Avrupa Konseyinin gayesini; üyeleri arasında daha sıkı bir birlik kurmak olduğunu ve İnsan Hakları ve Ana Hürriyetleri korunma ve gelişmesinin bu gayeye ulaşmak yollarından birini teşkil ettiğini,

dikkat nazarına alarak,

Dünyada barış ve adaletin asıl temelini teşkil eden ve idamesi her şeyin fevkinde olarak, bir taraftan, hakikaten demokratik bir siyasi rejim ve diğer taraftan, insan haklarına müştereken hürmet ve bu konuda ortak bir anlayış esaslarına istinadeden bu ana hürriyetlere derin bağlılıklarını teyid ederek;

Aynı telâkkiyi taşıyan ve ideal ve siyasî ananeler, hürriyete saygı ve hukukun üstünlüğü hususlarında müşterek bir mirasa sahip bulunan Avrupa devletleri hükümetleri sıfatiyle, Evrensel Beyannamede yazılı bazı hakların müştereken sağlanmasını temine yarıyacak ilk tedbirleri almayı kararlaştırarak;

aşağıdaki hususlarda anlaşmışlardır:

İnsan haklarına saygı yükümlülüklüğü

MADDE 1

Yüksek Âkıd Taraflar kendi kaza haklarına tabi her ferde işbu Sözleşmenin birinci faslında tarif edilen hak ve hürriyetleri tanırlar.

BÖLÜM I

Haklar ve Hürriyetler

Yaşama hakkı

MADDE 2

1. Her ferdin yaşama hakkı kanunun himayesi altındadır. Kanunun ölüm cezası ile cezalandırıldığı bir suçtan dolayı hakkında mahkemece hükmedilen bu cezanın infazı dışında, hiç kimse kasten öldürülemez.

2. Öldürme, aşağıda derpiş edilen zaruret halleri dışında, bu maddenin ihlâli suretiyle yapılmış telâkki olunmaz:

a) Her ferdin gayrimeşru cebir ve şiddete karşı korunmasını sağlamak için,

b) Kanun hükümleri dâhilinde bir tevkifi yerine getirmek veya kanuna uygun olarak mevkuf bulunan bir şahsın kaçmasını önlemek için,

c) Ayaklanma veya isyanı, kanuna uygun olarak bastırmak için,

İşkence yasağı

MADDE 3

Hiç kimse işkenceye, gayriinsani yahut haysiyet kırıcı ceza veya muameleye tabi tutulamaz.
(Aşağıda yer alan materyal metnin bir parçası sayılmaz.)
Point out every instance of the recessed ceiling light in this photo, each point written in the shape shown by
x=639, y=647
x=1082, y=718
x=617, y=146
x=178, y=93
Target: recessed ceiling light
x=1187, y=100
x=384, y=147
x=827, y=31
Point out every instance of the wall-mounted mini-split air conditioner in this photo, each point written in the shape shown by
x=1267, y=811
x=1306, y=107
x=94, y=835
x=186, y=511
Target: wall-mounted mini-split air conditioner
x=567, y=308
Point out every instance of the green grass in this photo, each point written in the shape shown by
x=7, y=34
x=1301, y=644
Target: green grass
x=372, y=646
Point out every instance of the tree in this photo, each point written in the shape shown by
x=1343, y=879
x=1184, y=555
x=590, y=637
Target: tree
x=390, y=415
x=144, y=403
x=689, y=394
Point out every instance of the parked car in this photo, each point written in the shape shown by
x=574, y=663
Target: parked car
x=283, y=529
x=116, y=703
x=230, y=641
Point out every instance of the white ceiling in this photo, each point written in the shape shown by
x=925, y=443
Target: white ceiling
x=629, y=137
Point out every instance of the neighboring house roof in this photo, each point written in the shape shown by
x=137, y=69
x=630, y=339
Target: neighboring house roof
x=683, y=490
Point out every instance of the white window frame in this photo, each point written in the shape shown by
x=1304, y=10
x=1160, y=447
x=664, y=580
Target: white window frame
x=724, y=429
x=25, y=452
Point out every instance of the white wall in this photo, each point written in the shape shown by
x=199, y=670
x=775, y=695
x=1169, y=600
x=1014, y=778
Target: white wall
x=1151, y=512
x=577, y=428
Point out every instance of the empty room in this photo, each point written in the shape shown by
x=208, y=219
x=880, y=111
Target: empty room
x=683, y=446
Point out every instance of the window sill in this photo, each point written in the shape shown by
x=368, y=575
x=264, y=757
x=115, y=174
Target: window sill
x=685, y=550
Kölelik ve zorla çalıştırma yasağı

MADDE 4

1. Hiç kimse köle ve kul halinde tutulamaz,

2. Hiç kimse zorla, çalıştırılamaz veya mecburi çalışmaya tabi tutulamaz,

3. Aşağıdaki haller bu maddede kasdolunan «zorla çalıştırma veya mecburi çalışmadan» sayılmazlar:

a) İşbu Sözleşmenin 5. maddesinde derpiş edilen şartlar altında mevkuf tutulan bir kimseden mevkufiyeti veya şartla salıverilmesi süresince yapması mûtat olarak istenilecek çalışma;

b) Askerî mahiyette her hizmet yahut inançları gereğince askerlik vazifesini yapmaktan kaçman kimselerin durumunu meşru telâkki eden memleketlerde, bu inanca sahip kimselere mecburi askerlik yerine gördürülecek başka bir hizmet;

c) Topluluğun hayat veya refahını tehdit eden buhran ve âfet hallerinde talep olunan her hizmet;

d) Normal medeni mükellefiyetler şümulüne giren her türlü çalışma veya hizmet.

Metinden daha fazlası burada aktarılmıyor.